DAR FINKELSTEIN WOKE in the middle of the night in June 2019 with a sharp pain across her chest and suspected she was having a heart attack. “I woke my husband and said, ‘I think we need to get to the emergency department,’” she recalls.
At the hospital, near Finkelstein’s home in Fort Mill, South Carolina, doctors ruled out a heart condition but ordered a computerized tomography (CT) scan of the chest, which showed three spots on her ribs.
Finkelstein had previously been treated for stage II breast cancer in 2006. Thirteen years later, the health care team in the emergency room explained that the location of the spots on her bones was a site where breast cancer often spreads. They told Finkelstein, who was 65 years old at the time, that they suspected she had stage IV breast cancer, also known as metastatic breast cancer. This diagnosis, quickly confirmed by her oncologist, came as a shock to Finkelstein; a mammogram had shown normal results just a month before.

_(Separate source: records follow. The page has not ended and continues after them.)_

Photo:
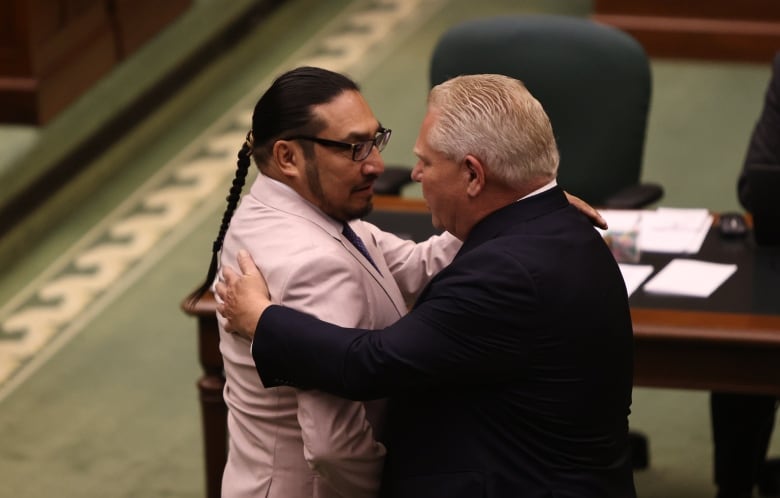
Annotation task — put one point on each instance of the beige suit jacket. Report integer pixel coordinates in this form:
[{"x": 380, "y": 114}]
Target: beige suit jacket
[{"x": 289, "y": 443}]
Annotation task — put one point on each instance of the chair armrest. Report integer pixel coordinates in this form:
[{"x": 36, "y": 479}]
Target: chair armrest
[
  {"x": 635, "y": 196},
  {"x": 393, "y": 180}
]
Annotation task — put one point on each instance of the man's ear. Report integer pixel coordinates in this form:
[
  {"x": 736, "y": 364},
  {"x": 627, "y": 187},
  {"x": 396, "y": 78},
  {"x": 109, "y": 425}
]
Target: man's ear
[
  {"x": 476, "y": 175},
  {"x": 288, "y": 157}
]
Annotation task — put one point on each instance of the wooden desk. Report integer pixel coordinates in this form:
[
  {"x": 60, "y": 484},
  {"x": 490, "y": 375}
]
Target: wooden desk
[{"x": 734, "y": 346}]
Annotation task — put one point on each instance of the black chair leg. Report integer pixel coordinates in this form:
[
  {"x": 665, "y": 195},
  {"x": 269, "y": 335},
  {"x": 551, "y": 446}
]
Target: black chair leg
[
  {"x": 769, "y": 477},
  {"x": 640, "y": 450}
]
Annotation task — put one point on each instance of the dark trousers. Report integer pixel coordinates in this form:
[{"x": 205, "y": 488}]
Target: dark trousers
[{"x": 741, "y": 428}]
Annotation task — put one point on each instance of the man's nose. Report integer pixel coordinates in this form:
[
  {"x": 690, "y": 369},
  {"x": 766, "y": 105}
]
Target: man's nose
[
  {"x": 417, "y": 173},
  {"x": 374, "y": 164}
]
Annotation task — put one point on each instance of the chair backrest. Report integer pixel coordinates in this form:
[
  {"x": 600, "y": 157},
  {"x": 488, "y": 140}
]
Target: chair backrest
[{"x": 593, "y": 80}]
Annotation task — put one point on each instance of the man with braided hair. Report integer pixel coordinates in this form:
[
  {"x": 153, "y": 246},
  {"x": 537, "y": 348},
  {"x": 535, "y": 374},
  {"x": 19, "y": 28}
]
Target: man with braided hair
[{"x": 316, "y": 143}]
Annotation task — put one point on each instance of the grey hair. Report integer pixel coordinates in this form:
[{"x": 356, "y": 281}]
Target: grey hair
[{"x": 496, "y": 119}]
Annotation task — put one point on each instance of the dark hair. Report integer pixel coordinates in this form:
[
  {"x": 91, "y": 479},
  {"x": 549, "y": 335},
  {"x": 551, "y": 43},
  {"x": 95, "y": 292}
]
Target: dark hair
[{"x": 286, "y": 108}]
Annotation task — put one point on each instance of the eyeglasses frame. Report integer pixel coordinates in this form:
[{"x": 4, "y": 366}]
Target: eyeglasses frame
[{"x": 381, "y": 133}]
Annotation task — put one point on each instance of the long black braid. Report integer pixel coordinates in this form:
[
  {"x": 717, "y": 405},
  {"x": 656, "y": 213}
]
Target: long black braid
[
  {"x": 284, "y": 109},
  {"x": 242, "y": 168}
]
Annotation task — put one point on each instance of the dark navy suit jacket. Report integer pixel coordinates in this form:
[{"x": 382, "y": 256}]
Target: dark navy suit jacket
[
  {"x": 512, "y": 375},
  {"x": 764, "y": 146}
]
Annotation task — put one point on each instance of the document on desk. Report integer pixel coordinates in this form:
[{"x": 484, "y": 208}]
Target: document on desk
[
  {"x": 689, "y": 277},
  {"x": 674, "y": 230},
  {"x": 634, "y": 275}
]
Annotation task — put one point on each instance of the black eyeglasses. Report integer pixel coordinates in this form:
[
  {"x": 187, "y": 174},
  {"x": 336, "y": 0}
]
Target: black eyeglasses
[{"x": 360, "y": 150}]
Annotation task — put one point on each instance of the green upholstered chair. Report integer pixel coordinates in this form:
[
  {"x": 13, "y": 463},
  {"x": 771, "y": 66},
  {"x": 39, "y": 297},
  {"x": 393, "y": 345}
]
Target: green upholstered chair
[{"x": 594, "y": 82}]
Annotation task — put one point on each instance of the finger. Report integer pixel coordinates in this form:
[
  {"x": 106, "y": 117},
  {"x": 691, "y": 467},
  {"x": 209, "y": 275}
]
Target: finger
[
  {"x": 220, "y": 290},
  {"x": 599, "y": 220},
  {"x": 246, "y": 263},
  {"x": 229, "y": 275}
]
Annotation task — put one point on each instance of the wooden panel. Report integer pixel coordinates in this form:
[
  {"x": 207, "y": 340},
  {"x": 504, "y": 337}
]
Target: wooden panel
[
  {"x": 54, "y": 51},
  {"x": 747, "y": 30},
  {"x": 51, "y": 51},
  {"x": 136, "y": 21}
]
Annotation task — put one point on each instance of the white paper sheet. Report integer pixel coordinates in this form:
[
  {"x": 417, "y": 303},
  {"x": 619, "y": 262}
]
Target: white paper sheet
[
  {"x": 688, "y": 277},
  {"x": 674, "y": 230},
  {"x": 634, "y": 275}
]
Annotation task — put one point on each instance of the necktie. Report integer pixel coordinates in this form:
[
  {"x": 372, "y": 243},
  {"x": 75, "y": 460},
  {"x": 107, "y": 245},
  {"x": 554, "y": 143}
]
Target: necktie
[{"x": 358, "y": 243}]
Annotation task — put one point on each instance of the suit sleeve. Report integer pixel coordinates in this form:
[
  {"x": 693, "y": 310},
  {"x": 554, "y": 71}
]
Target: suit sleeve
[
  {"x": 764, "y": 146},
  {"x": 414, "y": 264},
  {"x": 339, "y": 443},
  {"x": 455, "y": 336}
]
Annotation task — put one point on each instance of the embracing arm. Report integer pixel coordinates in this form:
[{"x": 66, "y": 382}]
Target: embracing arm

Whether it appears in the breast or not, breast cancer that has spread to other parts of the body is “typically not something that we think of as curable,” says Virginia Borges, a medical oncologist who specializes in breast cancer at the University of Colorado Anschutz Medical Campus in Aurora. “We expect that patients will be on treatment and dealing with this breast cancer for the rest of their lives.” But as researchers learn more about the characteristics of breast cancer cells, new treatments, including targeted medications, are giving people with metastatic breast cancer more options to keep cancer at bay.
One Cancer, Many Features
Physicians characterize breast cancer by the presence or absence of certain markers on cancer cells. All breast cancers, whether diagnosed at an early or advanced stage, are assigned to subtypes based on their distinctive features. A tumor’s hormone receptor status, which indicates the presence or absence of receptors for certain hormones, such as estrogen and progesterone, can help physicians choose a treatment course. Hormone receptor-positive breast cancer is the most common form of breast cancer, accounting for 60% to 75% of cases. In addition to chemotherapy, radiation and surgery, treatments for hormone receptor-positive breast cancer often incorporate hormonal therapy that reduces the amount of estrogen in the body or blocks its effects, which can stop cancer’s growth.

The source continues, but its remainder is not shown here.